When I had a sudden thought to share, I told my wife or texted my friends. When I wanted to know what was going on in the world, I went to the front page of this newspaper and our contemporaries or turned on CNN. If I wanted the latest gossip, I called sources. Honestly, the only thing I couldn’t replicate was a five-year-old thread and counting where dozens of strangers and I exchanged GIFs in a fictional conversation. Instead, I sent the GIFs to my friends, who responded in kind.
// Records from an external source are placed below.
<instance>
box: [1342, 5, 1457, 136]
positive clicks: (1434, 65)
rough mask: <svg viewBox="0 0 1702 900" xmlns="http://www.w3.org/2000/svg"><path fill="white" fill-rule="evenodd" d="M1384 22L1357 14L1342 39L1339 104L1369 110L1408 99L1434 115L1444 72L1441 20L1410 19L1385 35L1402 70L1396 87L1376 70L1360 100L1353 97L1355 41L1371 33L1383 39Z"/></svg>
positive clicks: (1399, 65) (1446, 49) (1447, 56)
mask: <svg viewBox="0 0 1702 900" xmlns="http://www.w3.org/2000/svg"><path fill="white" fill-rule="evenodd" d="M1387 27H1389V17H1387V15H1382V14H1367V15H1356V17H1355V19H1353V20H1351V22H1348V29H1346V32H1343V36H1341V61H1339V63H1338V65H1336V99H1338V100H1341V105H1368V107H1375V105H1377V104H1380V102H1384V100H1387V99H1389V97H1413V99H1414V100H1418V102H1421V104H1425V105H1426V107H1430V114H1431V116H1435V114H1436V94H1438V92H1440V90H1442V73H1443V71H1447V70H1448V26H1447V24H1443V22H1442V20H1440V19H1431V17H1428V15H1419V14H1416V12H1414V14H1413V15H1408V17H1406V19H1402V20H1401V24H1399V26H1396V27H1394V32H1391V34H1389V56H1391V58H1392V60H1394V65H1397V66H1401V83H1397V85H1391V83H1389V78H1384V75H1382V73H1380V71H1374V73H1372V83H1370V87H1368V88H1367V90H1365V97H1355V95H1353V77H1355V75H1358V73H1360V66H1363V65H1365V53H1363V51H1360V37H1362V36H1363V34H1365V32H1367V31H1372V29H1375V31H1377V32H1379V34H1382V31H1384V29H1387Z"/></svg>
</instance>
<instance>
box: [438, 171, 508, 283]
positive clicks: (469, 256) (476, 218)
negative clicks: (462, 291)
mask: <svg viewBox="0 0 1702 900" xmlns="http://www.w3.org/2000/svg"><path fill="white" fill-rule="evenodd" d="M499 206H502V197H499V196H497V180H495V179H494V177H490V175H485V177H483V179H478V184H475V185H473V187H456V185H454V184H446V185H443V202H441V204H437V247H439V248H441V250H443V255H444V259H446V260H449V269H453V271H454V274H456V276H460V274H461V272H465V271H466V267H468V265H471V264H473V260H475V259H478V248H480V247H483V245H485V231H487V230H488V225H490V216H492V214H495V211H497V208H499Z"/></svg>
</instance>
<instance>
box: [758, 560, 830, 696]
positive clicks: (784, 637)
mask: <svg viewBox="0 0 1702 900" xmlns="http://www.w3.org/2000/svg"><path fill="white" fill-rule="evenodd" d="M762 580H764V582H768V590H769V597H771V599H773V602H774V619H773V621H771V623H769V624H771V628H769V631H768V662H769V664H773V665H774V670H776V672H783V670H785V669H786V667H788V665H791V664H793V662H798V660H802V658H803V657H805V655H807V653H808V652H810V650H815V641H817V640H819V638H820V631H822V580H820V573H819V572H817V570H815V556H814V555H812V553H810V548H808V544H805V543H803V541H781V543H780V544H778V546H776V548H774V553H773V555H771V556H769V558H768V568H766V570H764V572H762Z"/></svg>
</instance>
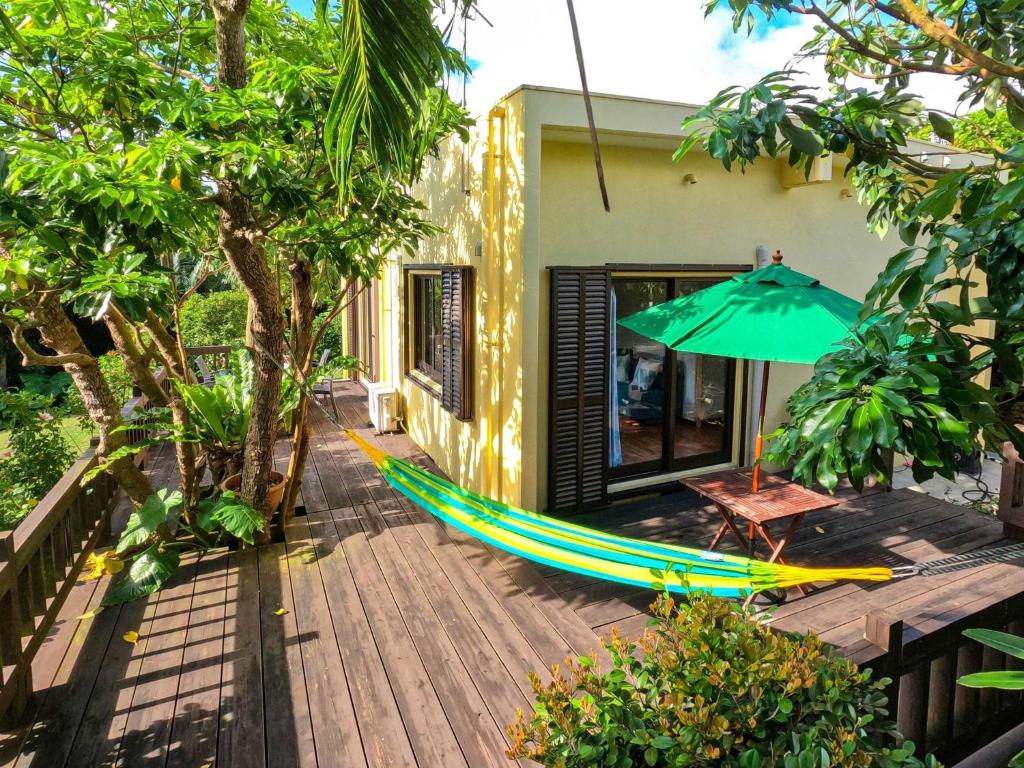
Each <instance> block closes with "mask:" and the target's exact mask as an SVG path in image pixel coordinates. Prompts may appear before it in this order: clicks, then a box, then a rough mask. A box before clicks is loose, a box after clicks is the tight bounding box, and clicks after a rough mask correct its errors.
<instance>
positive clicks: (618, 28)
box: [453, 0, 955, 114]
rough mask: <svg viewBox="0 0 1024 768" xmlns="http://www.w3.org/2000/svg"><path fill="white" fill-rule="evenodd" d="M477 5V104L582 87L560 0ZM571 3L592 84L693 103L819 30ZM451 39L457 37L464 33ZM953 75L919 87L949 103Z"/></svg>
mask: <svg viewBox="0 0 1024 768" xmlns="http://www.w3.org/2000/svg"><path fill="white" fill-rule="evenodd" d="M478 5H479V8H480V11H481V12H482V14H483V15H484V16H486V17H487V18H488V19H489V20H490V22H492V24H493V25H494V26H493V27H488V26H487V25H486V24H485V23H484V22H482V20H480V19H477V20H475V22H471V23H470V25H469V35H468V55H469V57H470V58H471V59H475V61H477V62H478V67H477V69H476V71H475V73H474V75H473V77H472V79H471V80H470V82H469V85H468V89H467V96H468V102H469V108H470V110H471V111H472V112H473V113H475V114H479V113H482V112H484V111H486V110H487V109H488V108H489V106H490V105H492V104H494V103H495V102H496V101H497V100H498V99H499V98H501V96H502V95H504V94H505V93H507V92H508V91H510V90H512V89H513V88H515V87H516V86H517V85H520V84H523V83H526V84H530V85H545V86H552V87H560V88H579V87H580V74H579V70H578V69H577V62H575V54H574V51H573V47H572V35H571V29H570V27H569V22H568V12H567V10H566V6H565V3H564V2H561V0H516V1H515V2H511V1H510V0H480V1H479V4H478ZM575 11H577V18H578V20H579V25H580V36H581V39H582V41H583V49H584V57H585V60H586V65H587V77H588V80H589V83H590V87H591V89H592V90H593V91H595V92H604V93H616V94H623V95H630V96H641V97H647V98H662V99H668V100H673V101H687V102H692V103H700V102H703V101H706V100H707V99H708V98H709V97H711V96H713V95H714V94H715V93H716V92H718V91H719V90H720V89H721V88H723V87H725V86H727V85H733V84H739V85H749V84H751V83H753V82H754V81H756V80H757V79H758V78H759V77H760V76H762V75H764V74H766V73H768V72H771V71H773V70H779V69H782V68H783V67H785V66H786V65H787V63H790V62H791V61H792V60H793V58H794V55H795V54H796V52H797V51H799V49H800V47H801V46H802V45H803V44H804V43H805V42H806V41H807V40H808V39H810V37H812V34H813V33H812V32H811V27H812V24H811V22H810V20H809V19H806V18H803V19H800V20H799V23H798V24H795V25H793V26H787V27H783V28H781V29H765V30H762V31H760V32H759V34H758V35H757V36H756V37H754V38H749V37H748V36H746V35H745V34H744V33H742V32H741V33H740V34H738V35H735V36H733V34H732V29H731V19H730V17H729V14H727V13H721V12H716V13H714V14H712V16H710V17H708V18H705V15H703V8H702V4H701V3H699V2H697V0H644V1H643V2H634V3H627V4H624V3H622V2H621V1H620V2H612V1H611V0H577V2H575ZM453 42H454V44H456V45H461V42H462V41H461V33H457V34H456V39H455V40H454V41H453ZM797 66H798V68H799V69H802V70H805V71H807V72H808V75H807V78H806V79H807V82H808V84H812V85H818V86H820V85H823V84H824V82H825V80H824V75H823V73H822V71H821V67H820V63H819V62H817V61H813V60H804V61H801V62H798V65H797ZM948 80H949V79H948V78H938V79H937V82H922V83H921V86H922V87H921V88H920V89H921V91H923V95H925V96H927V97H928V100H929V102H930V103H933V104H935V105H939V106H943V108H950V106H951V105H952V100H953V95H954V93H955V88H954V87H952V88H951V87H950V86H952V85H953V84H952V83H948V82H946V81H948ZM933 81H936V78H933ZM914 85H915V86H918V85H919V84H918V83H915V84H914ZM924 86H927V87H924Z"/></svg>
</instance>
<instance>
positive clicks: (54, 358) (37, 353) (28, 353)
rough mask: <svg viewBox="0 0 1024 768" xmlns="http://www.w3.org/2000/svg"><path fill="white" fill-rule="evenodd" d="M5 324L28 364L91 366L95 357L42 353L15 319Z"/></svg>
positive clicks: (17, 346)
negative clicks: (17, 322)
mask: <svg viewBox="0 0 1024 768" xmlns="http://www.w3.org/2000/svg"><path fill="white" fill-rule="evenodd" d="M4 325H5V326H7V328H8V329H10V336H11V339H12V340H13V342H14V346H15V347H16V348H17V351H19V352H20V353H22V360H23V362H24V365H26V366H48V367H54V368H59V367H63V366H79V367H84V366H90V365H92V364H93V361H94V360H93V358H92V357H91V356H89V355H87V354H78V353H74V352H72V353H69V354H42V353H41V352H37V351H36V350H35V349H33V348H32V345H31V344H30V343H29V341H28V339H26V338H25V331H24V329H23V328H22V327H20V326H19V325H17V324H16V323H14V322H13V321H9V319H6V321H4Z"/></svg>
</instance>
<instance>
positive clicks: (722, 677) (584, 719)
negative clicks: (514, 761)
mask: <svg viewBox="0 0 1024 768" xmlns="http://www.w3.org/2000/svg"><path fill="white" fill-rule="evenodd" d="M653 610H654V623H653V626H652V628H651V629H649V630H648V631H647V632H645V633H644V635H643V637H642V638H641V639H640V640H639V641H637V642H627V641H624V640H622V639H621V638H620V637H618V636H617V634H616V633H612V636H611V638H610V640H608V641H607V643H606V647H607V649H608V651H609V653H610V655H611V659H612V669H611V671H609V672H607V673H602V672H600V671H598V670H597V669H596V668H595V666H594V664H593V663H592V662H591V660H590V659H589V658H587V657H581V658H580V659H579V660H578V662H575V663H570V664H569V666H568V675H567V677H566V676H565V675H563V674H562V673H561V672H560V671H559V670H558V668H555V670H554V680H553V682H551V683H549V684H544V683H542V682H541V681H540V679H539V678H537V676H531V683H532V686H534V691H535V692H536V694H537V703H536V707H535V711H534V713H532V714H531V715H529V716H527V715H524V714H523V713H521V712H520V713H518V714H517V717H516V721H515V723H513V724H512V725H511V726H510V727H509V734H510V736H511V737H512V749H511V750H509V757H511V758H526V759H529V760H536V761H537V762H539V763H541V764H542V765H545V766H559V767H561V768H583V767H584V766H596V765H602V766H624V767H626V766H636V767H638V768H640V767H642V766H701V767H703V766H734V767H736V768H759V767H764V768H767V767H768V766H777V767H778V768H805V767H806V768H824V767H827V766H844V767H845V766H849V767H853V766H865V767H866V766H872V767H873V766H877V767H879V768H895V767H896V766H921V765H923V763H922V762H921V761H919V760H916V759H915V758H913V757H912V753H913V744H912V743H910V742H907V743H905V744H904V743H903V742H902V737H901V736H900V735H899V734H898V733H897V732H896V731H895V726H894V725H893V723H892V722H890V721H889V720H888V717H887V712H886V710H885V707H886V697H885V694H884V693H883V683H882V682H881V681H871V679H870V673H869V672H860V671H858V670H857V667H856V665H854V664H853V663H852V662H850V660H848V659H846V658H843V657H841V656H838V655H834V654H833V653H831V652H830V651H829V649H828V648H827V646H825V645H824V644H823V643H822V642H821V641H820V640H819V639H817V638H816V637H814V636H808V637H799V636H792V635H790V636H787V635H781V634H777V633H774V632H772V631H771V630H770V629H769V628H768V627H766V626H764V625H762V624H759V623H757V622H755V621H753V620H752V618H751V617H750V616H749V615H748V614H746V613H745V612H744V611H743V609H742V608H740V607H739V606H738V605H737V604H735V603H733V602H728V601H725V600H722V599H719V598H713V597H710V596H707V595H702V594H694V595H692V596H690V599H689V602H688V603H683V604H681V605H680V607H679V609H678V610H677V609H676V608H675V603H674V601H673V600H672V599H670V598H668V597H665V596H663V597H660V598H658V600H657V602H656V603H655V604H654V606H653ZM926 764H927V765H934V764H935V761H934V760H933V759H932V758H929V759H928V762H927V763H926Z"/></svg>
I admit I was curious about what was going on in the Twitterverse while I was away. I wanted to see how the GIF wars were going, or laugh at the accounts I follow that focus on sports humor. I wanted to throw out random thoughts to see what people would say – like I just realized that “I Dream of Jeannie” is a rip-off of “Bewitched” but with a better, more sexist theme song. Or how the oft-mocked musical artist Pitbull really is thoughtful and funny, which I found out after listening to his recent interview on the Howard Stern show.

I wondered what was going on… and moved on.

Quitting Twitter didn’t bring me back any extra time in my life, as my wife and bosses insisted it would. I finally don’t spend what a lot of time tweeting – half an hour a day maybe, which is less than it takes to do a really pointless task like, say, washing my car. When I returned, I thought my followers would have noticed and asked where I was.

Only one did.

Worse, the short period away highlighted the bugs on Twitter, which these days is worse than a dechlorinated swimming pool.

Phishing attempts flooded my inbox. There were more bitcoin requests on my timeline than ever before. Replies to my tweets by people I follow didn’t show up on my timeline, while accounts of trolls I muted started showing up regularly. Twice I couldn’t tweet from my phone but I could from my computer. The solution: Sign out and sign in again.

What should I do next to fix my Twitter issues? Blowing your icon into my smartphone like you used to do with Nintendo cartridges that failed when you were a teenager?

Be worried, Elon. If a fan like myself is starting to doubt whether Twitter is worth it, it’s not a bright future for your company.

If you want to keep your diehards and gain new followers, you need to make Twitter a place where there are no hiccups. You need to embrace what made Twitter so appealing in the first place – quick, succinct thoughts, photos and videos delivered perfectly. Don’t expand the character count or rotate to live audio, the way you ridiculously did for Republican presidential nominee Ron DeSantis. Stop spending so much money on truckloads of weak salsa or trips to the moon or hyperloops to nowhere. Hire your engineers back, focus on what works and discard what doesn’t.

If you don’t, Twitter will go the way of MySpace and LiveJournal and all the other things on the Internet that were supposed to change the world and did a little bit – until they didn’t. Right now it’s a fire in the Titanic’s dumpster – and I’m just about ready for a rowboat to take me far, far away.